Supplementary Materials

Supplementary materials can be found via https://doi.org/10.5534/wjmh.200017.

Supplementary Table 1

Cognitive test used in the randomized, controlled clinical studies included in the meta-analysis

Supplementary Fig. 1

Weighted standardized mean diff (with 95% confidence interval [CI]) of several cognitive domains at end point in randomized controlled trials when the whole population was considered. (A) Attention/working memory; (B) Executive function; (C) Language; (D) Verbal memory (immediate recall); (E) Verbal memory (delayed recall); (F) Visual memory; (G) Visuomotor ability; (H) Visuospatial ability.

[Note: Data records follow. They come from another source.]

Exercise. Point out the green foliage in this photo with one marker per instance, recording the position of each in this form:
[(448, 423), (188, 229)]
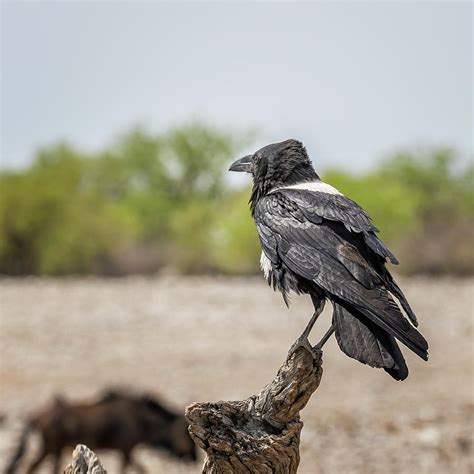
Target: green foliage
[(423, 202), (152, 201), (72, 212)]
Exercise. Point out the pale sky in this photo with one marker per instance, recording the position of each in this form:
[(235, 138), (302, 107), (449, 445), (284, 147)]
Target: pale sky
[(353, 81)]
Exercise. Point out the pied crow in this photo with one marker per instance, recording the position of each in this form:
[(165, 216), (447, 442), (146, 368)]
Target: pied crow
[(318, 242)]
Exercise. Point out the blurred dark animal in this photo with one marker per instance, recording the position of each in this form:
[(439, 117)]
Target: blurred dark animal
[(317, 241), (119, 420)]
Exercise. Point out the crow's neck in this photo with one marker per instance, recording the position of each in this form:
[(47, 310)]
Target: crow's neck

Std: standard deviation, diff: difference.

Supplementary Fig. 2

Weighted standardized mean diff (with 95% confidence interval [CI]) of several cognitive domains at end point in randomized controlled trials when only patients with cognitive impairment were considered. (A) Executive function; (B) Language; (C) Verbal memory (immediate recall); (D) Verbal memory (delayed recall); (E) Visual memory; (F) Visuomotor ability; (G) Visuospatial ability. Std: standard deviation, diff: difference.